Se reciben los beneficios de la ciudad, no se aman sus servidumbres. La ley sí y los libros, pero en absoluto las colas, hasta para comer. Para mantenerse, para seguir en lo debido.
La ciudad que fabrica la ley, alambicando las palabras y dejando que a veces de éstas surja por milagro lo justo, ha producido en esta última centuria (en estas últimas centurias) la odiosa species del comprador. (Todos lo somos. Algunos lo lamentamos.)
No se puede creer, platonizando como corresponde, que en el hormiguero diligente, en su pasividad activa (cliente; consumidor), puedan aparecer las virtudes ético-políticas. Cabe el grito unánime, que puede ser de piedad o de daño (normalmente lo primero), en ningún caso cabe la tranquilidad de la reflexión.

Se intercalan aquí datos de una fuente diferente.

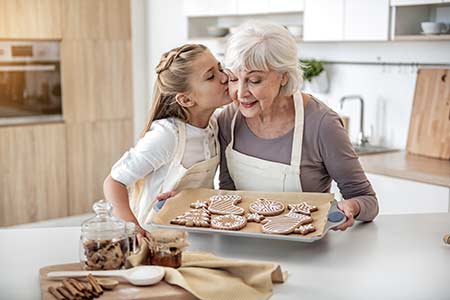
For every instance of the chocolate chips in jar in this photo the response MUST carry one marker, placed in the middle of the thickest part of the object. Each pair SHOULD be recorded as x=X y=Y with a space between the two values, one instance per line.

No se deben albergar demasiadas esperanzas, aunque aún haya jóvenes que filosofan y se atreven a circular por la otra calle. El tiempo no les pertenece, el tiempo le pertenece a los canallas que se acomodan y trepan, a los positivistas políticos. A los que ponen el bestseller encaramado en la poesía de Quevedo: tal que el polvo enamorado deba soportar la bazofia encuadernada del día, si es preciso.
(No pertenece el tiempo a los jóvenes, porque se les halaga y no se les pide, con lo que pueden dar. Pero deben dejar de ser lo que son, dejar de ser jóvenes. Deben comprender lo perecedero de su juvenil accidente.)